Autodesk Fusion 360 uses Qt[1]. (It's 3D CAD modeling software like Solidworks/Inventor). Some screenshots of its UI : https://www.google.com/search?q=%22autodesk+fusion+360%22+ui...

CAD/CAM modeling software is resource intensive and users always complain about slow performance when manipulating big files so writing that type of app in Electron/Chrome/Javascript browser engine would be worse than native C++/Qt.

That said, another competitor Onshape is browser-based and yes, people do complain about its performance.

Some other well-known desktops using Qt are Autodesk Maya and Wolfram Mathematica.[2]

[1] https://forums.autodesk.com/t5/fusion-360-api-and-scripts/wh...

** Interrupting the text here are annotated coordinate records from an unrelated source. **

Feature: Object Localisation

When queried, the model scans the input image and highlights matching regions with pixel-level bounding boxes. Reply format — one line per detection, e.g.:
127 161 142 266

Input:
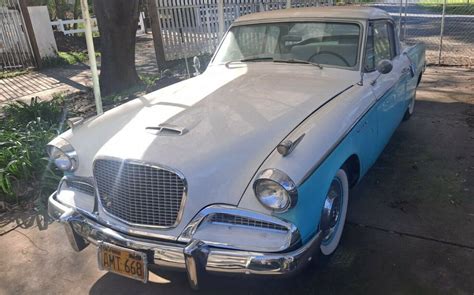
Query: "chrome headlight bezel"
46 137 79 172
253 168 298 213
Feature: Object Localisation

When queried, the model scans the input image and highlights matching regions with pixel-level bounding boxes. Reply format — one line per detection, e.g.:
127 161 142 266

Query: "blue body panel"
277 76 411 242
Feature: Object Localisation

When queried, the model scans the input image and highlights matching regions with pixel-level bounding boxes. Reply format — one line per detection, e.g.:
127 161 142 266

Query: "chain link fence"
348 0 474 67
156 0 474 67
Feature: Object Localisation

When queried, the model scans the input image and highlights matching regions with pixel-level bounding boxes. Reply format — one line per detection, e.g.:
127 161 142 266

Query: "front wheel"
320 169 349 256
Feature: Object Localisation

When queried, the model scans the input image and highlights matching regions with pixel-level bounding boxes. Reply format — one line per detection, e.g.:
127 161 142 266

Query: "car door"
364 20 406 153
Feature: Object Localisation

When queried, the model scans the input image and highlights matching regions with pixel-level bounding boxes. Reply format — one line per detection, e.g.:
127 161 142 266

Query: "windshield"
213 22 360 68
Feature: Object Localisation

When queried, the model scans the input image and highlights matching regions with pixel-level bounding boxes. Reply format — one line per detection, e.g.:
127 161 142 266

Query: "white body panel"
57 63 360 236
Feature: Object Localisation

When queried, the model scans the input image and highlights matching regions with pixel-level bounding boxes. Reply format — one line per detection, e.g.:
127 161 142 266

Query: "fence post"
58 19 66 34
438 0 446 66
217 0 224 42
18 0 42 69
147 0 166 69
402 0 408 40
398 0 403 38
81 0 104 115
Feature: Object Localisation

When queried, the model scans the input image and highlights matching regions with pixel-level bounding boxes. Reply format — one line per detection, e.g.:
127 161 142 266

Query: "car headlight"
47 137 79 171
253 169 298 212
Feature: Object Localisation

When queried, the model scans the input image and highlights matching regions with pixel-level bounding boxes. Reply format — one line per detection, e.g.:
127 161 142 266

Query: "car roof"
234 6 391 25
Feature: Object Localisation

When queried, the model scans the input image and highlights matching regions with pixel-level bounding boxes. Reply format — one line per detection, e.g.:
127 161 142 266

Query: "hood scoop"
145 123 188 136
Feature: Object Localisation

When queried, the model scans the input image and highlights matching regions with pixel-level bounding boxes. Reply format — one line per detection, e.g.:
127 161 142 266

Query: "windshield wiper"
240 56 273 62
273 58 323 70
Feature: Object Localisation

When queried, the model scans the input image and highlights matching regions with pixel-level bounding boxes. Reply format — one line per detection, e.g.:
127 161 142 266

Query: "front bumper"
48 193 322 288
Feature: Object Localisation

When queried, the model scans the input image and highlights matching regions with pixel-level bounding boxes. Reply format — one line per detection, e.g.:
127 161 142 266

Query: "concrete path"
0 34 158 107
0 68 474 295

[2] https://en.wikipedia.org/wiki/Category:Software_that_uses_Qt

I believe many modern car digital dashboards are written in Qt too
Qt embedded is actually pretty nifty. I converted an old GTK "bare metal" interface UI over to Qt once while keeping the "business" logic basically the same other than a couple of tweaks, it went pretty well. The app was pretty well partitioned between backend logic and GUI logic so it wasn't a bad experience at all. All in C++
How did you do licensing? That’s the killer for me on bare-metal.
I wasn't in on that, we had licensing, and I'm sure it was paid for. It was a medical devices company so they had pretty deep pockets.
I'm very happy with the VNote UI, which uses Qt. It's an open source markdown note-taking app. Check out the dark themes.